Katie Mauriello, senior director at Independence at Home, goes over some key differences:

Independence at Home (private duty)

“At Independence at Home, we provide solely nonmedical care when living independently becomes difficult,” Mauriello says. “For this service, clients do not need an order from their physician.”

  • Services. A care plan is made and caregivers can help with all nonmedical homecare, such as light housework, bathing, medicine reminders, cooking and errands. A caregiver can help anywhere from four hours per visit up to 24 hours.
  • Caregivers. Caregivers in private duty care have varying levels of experience and undergo state and national background checks. They also receive ongoing industry standard training.
  • Payment. Payment for Independence at Home is private pay. If the client’s insurance policy allows, long-term care insurance and reimbursements are accepted.

Independence at Home accepts veteran benefits if the client is eligible.

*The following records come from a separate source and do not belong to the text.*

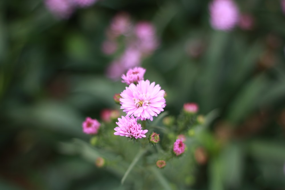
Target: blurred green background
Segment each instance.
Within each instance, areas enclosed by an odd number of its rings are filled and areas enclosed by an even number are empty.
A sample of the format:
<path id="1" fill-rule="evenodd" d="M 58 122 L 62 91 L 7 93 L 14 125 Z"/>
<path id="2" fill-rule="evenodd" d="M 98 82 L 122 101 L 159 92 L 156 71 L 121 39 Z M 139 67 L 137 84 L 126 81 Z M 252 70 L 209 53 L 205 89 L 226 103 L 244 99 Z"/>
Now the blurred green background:
<path id="1" fill-rule="evenodd" d="M 113 58 L 101 47 L 122 11 L 156 29 L 160 45 L 142 66 L 145 79 L 166 92 L 165 110 L 177 116 L 184 103 L 195 102 L 200 114 L 218 113 L 203 140 L 225 142 L 224 148 L 196 163 L 186 182 L 167 177 L 180 184 L 173 189 L 285 189 L 280 2 L 237 1 L 254 27 L 229 32 L 211 27 L 209 2 L 102 0 L 59 19 L 40 0 L 1 1 L 0 189 L 134 189 L 74 151 L 82 142 L 64 146 L 74 138 L 88 143 L 85 118 L 118 108 L 113 96 L 125 85 L 106 76 Z"/>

Hartford HealthCare at Home (certified)

“Hartford HealthCare at Home, provides routine medical and post-surgical homecare. For this service, patients must get an doctor’s order from their physician,” Mauriello says.

  • Services. Some services Hartford HealthCare at Home provides are skilled nursing, physical therapy, occupational therapy, speech therapy, hospice care, palliative care and, medical social work.
  • Caregivers. Caregivers in certified homecare are licensed professionals such as Registered Nurses (RNs), licensed practical nurses (LPNs), certified home health aides, physical, occupational and speech therapists.
  • Payment. Payment for Hartford HealthCare at Home is covered by most insurances.

Key Considerations

When trying to choose between private duty and certified homecare, Mauriello suggests considering:

  • The person’s physical needs
  • Range of services offered
  • Caregiver qualifications and training
  • Insurance coverage and payment options
  • Certified homecare typically covers a couple of months, whereas private duty can be long term
  • Certified homecare requires medical necessity and homebound status, whereas Independence at Home, being a homemaker companion agency, does not require that.

Sometimes, Mauriello notes, it’s not about choosing one service or the other, but using both jointly so each service can fill in gaps in coverage by the other.